Темур многое знал не только о революциях и поэзии. Он рассказывал мне о жизни Винсента Ван Гога и Поля Гогена, любимых им художников, о которых слышать-то я слышал, но, признаться, открывал для себя также впервые. Между тем, по его словам, эти двое, больше чем кто-либо еще, оказали никем не оспариваемое влияние на всю живопись последующего, нашего века, исключая творцов социалистического реализма в искусстве. Никаких иллюстраций у него, естественно, не было, но я будто зримо уже представлял их полотна, исходя в основном из мотиваций и странностей сумасшедших гениев. Думал об отрезанном ухе, приступах безумия, подсолнухах и брутальных мазках Ван Гога, о Гогене, считавшем цивилизацию болезнью, бросившим работу служащего банка и оставившим семью, чтобы уплыть в Океанию, взять в жены молодую таитянку и написать там лучшие свои картины.

Общение с Темуром, видимо, поставившим целью ликвидацию моей полной дремучести, возымело действие, перевернув в моем сознании все вверх дном. Собственная уникальность, в которой я почему-то до тех пор не сомневался, была мною же поставлена под большой вопрос. Да и завышенное мое самомнение исчезало куда-то само по себе. Рассказчиком он был бесподобным. Я подумал как-то, что если бы в фильме он говорил с героиней о том же, о чем и со мной – о литературе, поэзии и живописи, а не повторял без конца какие-то идиотизмы, тогда ей, естественно, и следовало влюбляться в него по уши. Согласно сценарию же он должен был нести какую-то чушь о «романтике третьего семестра» (студентов на месяц отправляли собирать урожай с целинных земель Казахстана) и пудрить девушке мозги цитатами философов марксизма. Но по замыслу сценариста именно такая эрудиция открывала ему путь к завоеванию руки и сердца красивой незнакомки… наслаждающейся морским бризом и солнечными ваннами!

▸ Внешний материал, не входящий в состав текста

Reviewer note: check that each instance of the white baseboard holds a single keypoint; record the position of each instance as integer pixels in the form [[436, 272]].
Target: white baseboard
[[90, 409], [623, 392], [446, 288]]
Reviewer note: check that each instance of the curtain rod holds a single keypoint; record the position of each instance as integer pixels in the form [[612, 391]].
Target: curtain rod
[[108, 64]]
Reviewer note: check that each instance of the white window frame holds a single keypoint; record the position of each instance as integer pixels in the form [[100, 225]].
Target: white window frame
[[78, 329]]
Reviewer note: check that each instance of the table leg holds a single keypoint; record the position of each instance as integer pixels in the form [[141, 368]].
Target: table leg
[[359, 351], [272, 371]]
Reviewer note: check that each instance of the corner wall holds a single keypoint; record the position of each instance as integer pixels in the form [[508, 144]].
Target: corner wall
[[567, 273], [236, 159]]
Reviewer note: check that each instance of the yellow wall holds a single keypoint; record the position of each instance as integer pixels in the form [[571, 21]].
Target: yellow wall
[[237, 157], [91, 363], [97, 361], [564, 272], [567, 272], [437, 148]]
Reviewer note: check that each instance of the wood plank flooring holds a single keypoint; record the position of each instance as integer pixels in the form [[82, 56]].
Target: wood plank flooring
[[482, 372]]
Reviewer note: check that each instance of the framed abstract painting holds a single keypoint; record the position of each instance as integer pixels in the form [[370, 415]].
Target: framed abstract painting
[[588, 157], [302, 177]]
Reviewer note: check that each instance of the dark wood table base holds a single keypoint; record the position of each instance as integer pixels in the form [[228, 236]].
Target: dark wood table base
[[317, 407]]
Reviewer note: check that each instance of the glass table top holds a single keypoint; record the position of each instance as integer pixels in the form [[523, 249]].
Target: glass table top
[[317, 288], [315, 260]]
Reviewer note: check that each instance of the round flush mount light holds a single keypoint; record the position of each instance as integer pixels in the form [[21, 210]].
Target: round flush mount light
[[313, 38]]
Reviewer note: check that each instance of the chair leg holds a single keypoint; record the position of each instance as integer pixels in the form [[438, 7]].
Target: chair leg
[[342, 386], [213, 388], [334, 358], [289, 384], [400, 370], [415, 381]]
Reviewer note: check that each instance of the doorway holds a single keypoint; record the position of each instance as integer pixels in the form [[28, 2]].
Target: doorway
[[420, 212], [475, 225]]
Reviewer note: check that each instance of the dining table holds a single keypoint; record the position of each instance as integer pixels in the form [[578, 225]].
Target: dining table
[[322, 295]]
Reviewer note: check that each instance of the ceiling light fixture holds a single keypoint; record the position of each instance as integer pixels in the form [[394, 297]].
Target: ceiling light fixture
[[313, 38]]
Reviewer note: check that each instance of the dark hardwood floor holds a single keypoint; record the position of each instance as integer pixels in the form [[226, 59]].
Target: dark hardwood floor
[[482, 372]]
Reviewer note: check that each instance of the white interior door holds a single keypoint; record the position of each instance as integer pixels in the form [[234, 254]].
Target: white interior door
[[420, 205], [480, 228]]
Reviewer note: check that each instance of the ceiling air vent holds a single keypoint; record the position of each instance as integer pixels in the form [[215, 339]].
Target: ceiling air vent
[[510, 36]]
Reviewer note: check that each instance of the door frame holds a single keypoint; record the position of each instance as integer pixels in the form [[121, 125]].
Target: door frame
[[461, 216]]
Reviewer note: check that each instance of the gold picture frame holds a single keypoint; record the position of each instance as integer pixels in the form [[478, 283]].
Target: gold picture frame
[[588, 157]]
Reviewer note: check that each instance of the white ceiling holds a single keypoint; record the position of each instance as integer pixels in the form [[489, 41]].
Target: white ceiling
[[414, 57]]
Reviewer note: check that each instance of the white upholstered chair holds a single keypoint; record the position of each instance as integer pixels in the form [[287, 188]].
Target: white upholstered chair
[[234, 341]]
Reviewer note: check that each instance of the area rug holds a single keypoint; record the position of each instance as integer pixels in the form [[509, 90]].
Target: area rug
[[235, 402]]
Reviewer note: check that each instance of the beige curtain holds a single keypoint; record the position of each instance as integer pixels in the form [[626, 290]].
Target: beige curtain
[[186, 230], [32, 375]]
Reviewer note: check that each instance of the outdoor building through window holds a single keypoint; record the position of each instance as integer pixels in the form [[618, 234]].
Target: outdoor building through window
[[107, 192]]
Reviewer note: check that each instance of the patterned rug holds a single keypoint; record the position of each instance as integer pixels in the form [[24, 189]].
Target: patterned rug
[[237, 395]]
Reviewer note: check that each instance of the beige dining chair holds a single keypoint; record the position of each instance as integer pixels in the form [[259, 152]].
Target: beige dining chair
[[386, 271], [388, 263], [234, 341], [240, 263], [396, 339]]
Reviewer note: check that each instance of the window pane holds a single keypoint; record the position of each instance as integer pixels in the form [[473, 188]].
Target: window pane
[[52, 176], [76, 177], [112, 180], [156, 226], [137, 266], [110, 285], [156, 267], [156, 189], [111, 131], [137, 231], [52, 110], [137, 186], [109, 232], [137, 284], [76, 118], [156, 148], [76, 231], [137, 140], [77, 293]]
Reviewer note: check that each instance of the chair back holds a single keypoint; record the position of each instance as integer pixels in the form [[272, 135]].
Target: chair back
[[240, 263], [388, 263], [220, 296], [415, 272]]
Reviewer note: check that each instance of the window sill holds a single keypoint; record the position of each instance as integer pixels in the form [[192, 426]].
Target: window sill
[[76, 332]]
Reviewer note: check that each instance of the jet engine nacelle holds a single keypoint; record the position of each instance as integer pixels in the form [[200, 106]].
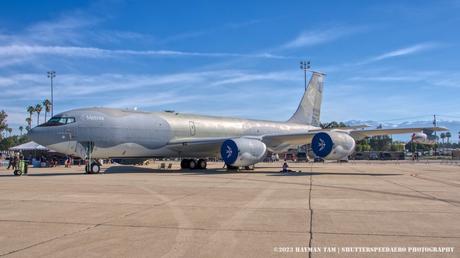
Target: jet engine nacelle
[[333, 145], [242, 152]]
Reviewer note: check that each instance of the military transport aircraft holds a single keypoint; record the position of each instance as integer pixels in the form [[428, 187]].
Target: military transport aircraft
[[96, 133]]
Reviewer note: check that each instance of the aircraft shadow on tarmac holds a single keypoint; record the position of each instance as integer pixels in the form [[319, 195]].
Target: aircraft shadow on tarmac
[[149, 170]]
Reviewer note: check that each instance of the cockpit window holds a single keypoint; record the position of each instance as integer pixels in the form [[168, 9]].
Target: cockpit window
[[59, 120]]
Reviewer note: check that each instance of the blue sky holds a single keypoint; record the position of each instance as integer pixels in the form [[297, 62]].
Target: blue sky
[[384, 59]]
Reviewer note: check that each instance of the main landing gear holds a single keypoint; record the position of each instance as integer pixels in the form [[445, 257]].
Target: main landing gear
[[92, 166], [193, 164]]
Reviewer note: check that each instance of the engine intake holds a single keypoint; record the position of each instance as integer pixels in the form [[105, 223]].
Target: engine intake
[[241, 152], [332, 145]]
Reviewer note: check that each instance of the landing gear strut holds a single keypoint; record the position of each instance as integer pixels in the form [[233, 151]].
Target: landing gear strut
[[92, 166], [193, 164]]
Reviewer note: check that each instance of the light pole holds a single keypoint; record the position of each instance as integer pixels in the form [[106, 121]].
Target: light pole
[[305, 65], [51, 75]]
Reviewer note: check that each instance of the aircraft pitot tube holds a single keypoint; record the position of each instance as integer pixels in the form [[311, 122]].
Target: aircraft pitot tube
[[334, 145], [242, 152]]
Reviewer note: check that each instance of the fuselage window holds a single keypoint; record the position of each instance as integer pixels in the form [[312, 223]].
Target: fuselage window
[[56, 121]]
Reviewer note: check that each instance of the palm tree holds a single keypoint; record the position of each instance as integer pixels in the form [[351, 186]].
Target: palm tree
[[29, 123], [47, 105], [31, 110], [448, 135], [38, 109]]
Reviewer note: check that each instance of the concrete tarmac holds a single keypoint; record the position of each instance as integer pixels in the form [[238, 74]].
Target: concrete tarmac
[[357, 209]]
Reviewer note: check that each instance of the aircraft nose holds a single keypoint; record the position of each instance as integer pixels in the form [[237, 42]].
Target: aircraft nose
[[41, 136], [33, 135]]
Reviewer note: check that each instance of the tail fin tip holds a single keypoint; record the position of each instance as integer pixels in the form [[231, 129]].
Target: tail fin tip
[[309, 110]]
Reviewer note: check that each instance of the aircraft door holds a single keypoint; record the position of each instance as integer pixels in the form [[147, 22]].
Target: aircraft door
[[192, 128]]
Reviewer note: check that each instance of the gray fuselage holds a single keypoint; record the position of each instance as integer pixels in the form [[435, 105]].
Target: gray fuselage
[[128, 133]]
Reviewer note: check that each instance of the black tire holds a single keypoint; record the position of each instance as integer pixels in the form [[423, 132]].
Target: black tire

Попытался я было достать и Тедо в надежде услышать от него еще что-нибудь для меня новое о художниках и живописи. Поначалу спросил, нравится ли ему Гоген. Тедо как-то странно взглянул на меня, сомкнул ладони руки так, что косточки в них хрустнули, после разомкнул и стал судорожно ими размахивать.

– «Забава злого духа», «Откуда мы пришли? Кто мы? Куда идем?»! Возможно ли, чтобы эти картины человеку не нравились? – нервно переспросил он. – Ты-то откуда его знаешь?

– Темур рассказал. О нем и Ван Гоге.

– Что именно?

– Что если бы не они, искусство двадцатого века было бы совсем другим.

– А импрессионисты? А Сёра, Модильяни, ранний Пикассо?

– Не знаю, – ответил я. – О них он мне ничего не говорил.

Тедо снова начал махать своими длиннющими руками, теперь прямо перед моим носом.

– Послушай, – сказал. – Если ты интересуешься живописью, начни с самого начала. Иначе мысли в твоей голове смешаются, как смешались языки народов, возводивших Вавилонскую башню. Возьми простенькую книжку по истории искусств и внимательно ее прочти. Потом найди что-нибудь посложнее. И так дойди до самого сложного. По-другому тебе ни черта не понять. Тем более Гогена.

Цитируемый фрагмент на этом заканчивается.